Ce que nous ferons ensuite

Les deux principales difficultés sont donc de :

  • Favoriser le retour des badistes sur le terrain en toute sécurité et en tenant compte de leurs difficultés financières potentielles
  • Soutenir le bénévolat, mis à rude épreuve depuis 1 an, ainsi que les professionnel·le·s dont l’avenir est incertain : la formation est un enjeu crucial

Tous les clubs ne sont pas en urgence économique (comptes sains, baisse des dépenses), comme l’enquête du CNOSF l’a montré. Certains ont ainsi pu proposer une réduction lors de la réinscription en septembre dernier pour soutenir les badistes en difficulté. D’autres clubs en revanche ne pourront pas maintenir leurs activités et les emplois qui font leur richesse.

La FFBaD pourrait donc, en son nom propre, considérer un prêt garanti par l’Etat (disponible jusqu’en juin 2021) si les différentes aides ne permettaient pas la survie de tous les clubs. Cela nécessite bien évidemment des ressources humaines et des outils pour analyser la solvabilité des parties prenantes. Ce prêt pourrait également financer des actions de valorisation de notre sport.

Plus que jamais, il est indispensable de travailler sur les plus-values du badminton fédéral, en matière de santé, d’épanouissement, de lien social, d’éducation, de cohésion, de réenchantement du quotidien.

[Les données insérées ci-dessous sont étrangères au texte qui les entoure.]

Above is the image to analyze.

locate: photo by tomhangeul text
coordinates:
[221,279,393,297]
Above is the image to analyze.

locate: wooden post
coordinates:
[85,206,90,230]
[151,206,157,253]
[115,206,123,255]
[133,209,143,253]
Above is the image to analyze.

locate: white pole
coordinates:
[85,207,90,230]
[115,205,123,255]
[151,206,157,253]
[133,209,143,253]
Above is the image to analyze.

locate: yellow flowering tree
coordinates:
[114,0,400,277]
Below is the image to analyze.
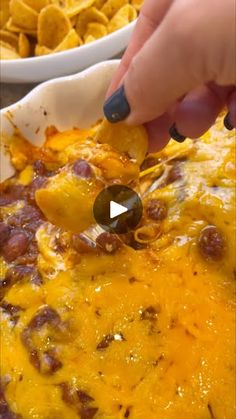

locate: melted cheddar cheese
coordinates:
[0,115,236,419]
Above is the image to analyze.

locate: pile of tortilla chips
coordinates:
[0,0,144,60]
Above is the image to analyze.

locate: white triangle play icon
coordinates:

Le badminton peut devenir essentiel.

A plus long terme, l’enjeu du mandat sera de diversifier les ressources de la FFBaD et de ses organes déconcentrés. Pour cela, nous valoriserons l’utilité sociale du badminton et soutiendrons l’esprit d’innovation de la communauté du bad. Cela permettra d’avoir une marge de manœuvre plus importante à l’avenir sur les licences et les dispositifs de soutien.